L’idea di affrontare due temi drammatici quali malattia fisica e patologia mentale è non solo coraggiosa, ma a tratti folle e ipoteticamente fallimentare. Tuttavia Netflix ha dalla sua parte un enorme vantaggio, correlato alla nuova metodologia di fruizione dei contenuti. La possibilità d’immergersi in una maratona, guardando un’intera stagione nel giro di due o tre giorni, rende molto semplice il linguaggio narrativo. Per i profani del mondo delle sceneggiature, mi soffermerò meglio su questo particolare.

La prima puntata di After Life è eccezionale, ma non avrebbe assolutamente funzionato in un contesto televisivo. Dopo aver guardato l’episodio pilota, la settimana successiva, la maggior parte del pubblico non si sarebbe sintonizzato sulla seconda puntata. Non è una questione di qualità, bensì di metodologia d’assunzione.

Quando si produce il primo episodio di una serie televisiva, l’obbiettivo è quello di infilarci una ricca presentazione dei personaggi e un colpo di scena atto a incuriosire lo spettatore, portandolo ad aspettare la puntata successiva.
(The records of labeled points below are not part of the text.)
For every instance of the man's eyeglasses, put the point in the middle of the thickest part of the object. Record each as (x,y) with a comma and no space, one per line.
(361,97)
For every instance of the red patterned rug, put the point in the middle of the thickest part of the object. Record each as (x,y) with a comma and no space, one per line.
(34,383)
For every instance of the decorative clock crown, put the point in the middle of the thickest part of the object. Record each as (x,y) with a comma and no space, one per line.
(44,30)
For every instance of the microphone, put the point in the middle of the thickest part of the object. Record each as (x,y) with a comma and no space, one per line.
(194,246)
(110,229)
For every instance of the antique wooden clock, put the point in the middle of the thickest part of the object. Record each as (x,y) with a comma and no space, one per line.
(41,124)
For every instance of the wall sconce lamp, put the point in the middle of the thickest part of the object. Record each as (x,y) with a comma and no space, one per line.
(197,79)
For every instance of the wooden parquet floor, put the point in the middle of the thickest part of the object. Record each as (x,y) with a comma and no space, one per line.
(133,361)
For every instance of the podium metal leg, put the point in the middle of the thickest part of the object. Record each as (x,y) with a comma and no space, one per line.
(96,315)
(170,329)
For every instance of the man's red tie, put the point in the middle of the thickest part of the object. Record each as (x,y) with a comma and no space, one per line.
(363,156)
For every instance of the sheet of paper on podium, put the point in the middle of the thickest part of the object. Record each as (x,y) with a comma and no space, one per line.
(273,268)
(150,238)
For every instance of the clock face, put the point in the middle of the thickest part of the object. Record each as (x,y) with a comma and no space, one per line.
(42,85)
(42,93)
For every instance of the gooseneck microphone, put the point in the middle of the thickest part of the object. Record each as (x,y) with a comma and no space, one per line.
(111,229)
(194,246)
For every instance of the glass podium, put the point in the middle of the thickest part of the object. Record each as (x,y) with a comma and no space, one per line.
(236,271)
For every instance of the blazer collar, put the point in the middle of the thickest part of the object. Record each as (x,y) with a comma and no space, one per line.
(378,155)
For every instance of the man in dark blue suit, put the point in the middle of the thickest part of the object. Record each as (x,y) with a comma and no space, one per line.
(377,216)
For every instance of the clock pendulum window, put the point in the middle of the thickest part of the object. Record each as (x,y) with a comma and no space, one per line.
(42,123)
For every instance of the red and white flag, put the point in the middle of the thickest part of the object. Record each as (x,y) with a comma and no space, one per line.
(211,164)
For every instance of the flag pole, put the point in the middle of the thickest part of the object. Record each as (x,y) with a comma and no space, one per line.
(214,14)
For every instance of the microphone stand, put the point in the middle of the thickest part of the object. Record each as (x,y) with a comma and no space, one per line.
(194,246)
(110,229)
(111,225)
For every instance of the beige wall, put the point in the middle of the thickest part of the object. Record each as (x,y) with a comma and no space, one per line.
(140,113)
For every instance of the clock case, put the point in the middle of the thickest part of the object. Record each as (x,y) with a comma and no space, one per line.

Stiamo parlando di un mero ragionamento commerciale.

Gli utenti Netflix, avendo già pagato per usufruire della piattaforma, non sono costretti ad attendere settimane per guardare un episodio, questo gioca a favore dei prodotti targati Netflix, perché essendo forti di questa dinamica anti-commerciale, possono permettersi di creare un prodotto d’autore, senza snaturare la trama nativa, evitando di trasformare il primo episodio in un grosso spot pubblicitario dell’intera opera.

Questa motivazione, strettamente settoriale, rende After Life un prodotto tecnicamente ottimo.

Ma veniamo al reale motivo che mi ha spinto a scrivere una recensione: si può uscire dalla depressione?

Questa è la grande domanda attorno alla quale ruota la vita del protagonista. Non è la risposta onnisciente ad essere importante, quanto più quella che lo stesso Gervise riserva al suo personaggio, ovvero: no.

Così, dare ad un tossico i soldi per comprare un’overdose finale diventa una scelta comandata, perché se da quel tunnel buio non si può uscire, è inutile tentare la corsa.

Tuttavia facendo gli stronzi spesso si finisce per imparare che il genere umano non è altro che lo specchio dei nostri stessi atteggiamenti e che la persona che abbiamo davanti non è che un essere vivente con un suo bagaglio emotivo e un caleidoscopio di demoni.

After Life è il prodotto di uno dei migliori sceneggiatori del nuovo millennio e come al solito noi europei riusciamo a creare una tipologia d’intrattenimento che gli americani possono solamente sognare.